I wasn’t particularly interested in reading about the movie Stalker since I hadn’t seen it, but when I picked Zona up in the bookstore I could not put it down.The influence of this film on Dyer is evident as he passionately and carefully summarizes the story and its meaning. He has not only analyzed every reel of the film but the challenges, and there were many, in making the film.
His love of this film is the basis for analogies and metaphors and associations with art and life. The film leads to Burning Man, Nabokov, Kafka, Antonioni, Fitzgerald, Nosferatu, Brother’s Karamazov, Solaris, L’Avventura, The Italian Job, Henry James, Hopi Indians, Buster Keaton, Flaubert, Roland Barthes, Daniel Day Lewis and on and on.

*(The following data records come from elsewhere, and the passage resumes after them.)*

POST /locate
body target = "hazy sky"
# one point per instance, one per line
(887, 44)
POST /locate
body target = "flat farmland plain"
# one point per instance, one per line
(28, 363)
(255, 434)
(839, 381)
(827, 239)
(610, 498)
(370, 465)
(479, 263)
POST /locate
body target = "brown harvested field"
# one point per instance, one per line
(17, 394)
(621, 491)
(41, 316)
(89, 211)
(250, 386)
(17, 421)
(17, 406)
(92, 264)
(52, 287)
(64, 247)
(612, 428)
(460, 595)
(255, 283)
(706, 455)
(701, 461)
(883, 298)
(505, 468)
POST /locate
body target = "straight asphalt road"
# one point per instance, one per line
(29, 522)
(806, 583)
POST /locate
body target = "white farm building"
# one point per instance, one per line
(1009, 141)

He suggests that this film with its slow pace has given him a deeper appreciation for art and allowing a story to unfold. This is not something available in movies today he laments. But he also did not love Stalker when he first saw it; in fact, he was a little bored, but “it was an experience I couldn’t shake off.”
The title Zona refers to the mythical zone in the film where your innermost desires will be granted. Dyer’s deepest desire appears to have been sleeping with two women at once. I mention this because it’s revealing and humorous, but also reflects the wild honesty in his writing.
If you haven’t seen this film, I suggest you read this book before you do. If you have seen it, this book will change or reinforce your impression of a fascinating movie.
There’s a sense of going over the edge in Dyer’s writing—that is often like reading a revealing memoir—he is so original that I can’t think of another writer who can reach his state of unforgettable madness.
For me Dyer lifts Tarkovsky up to the level of a Homer in the sense that Stalker encompasses history, myth and a fantastical journey that only art can communicate.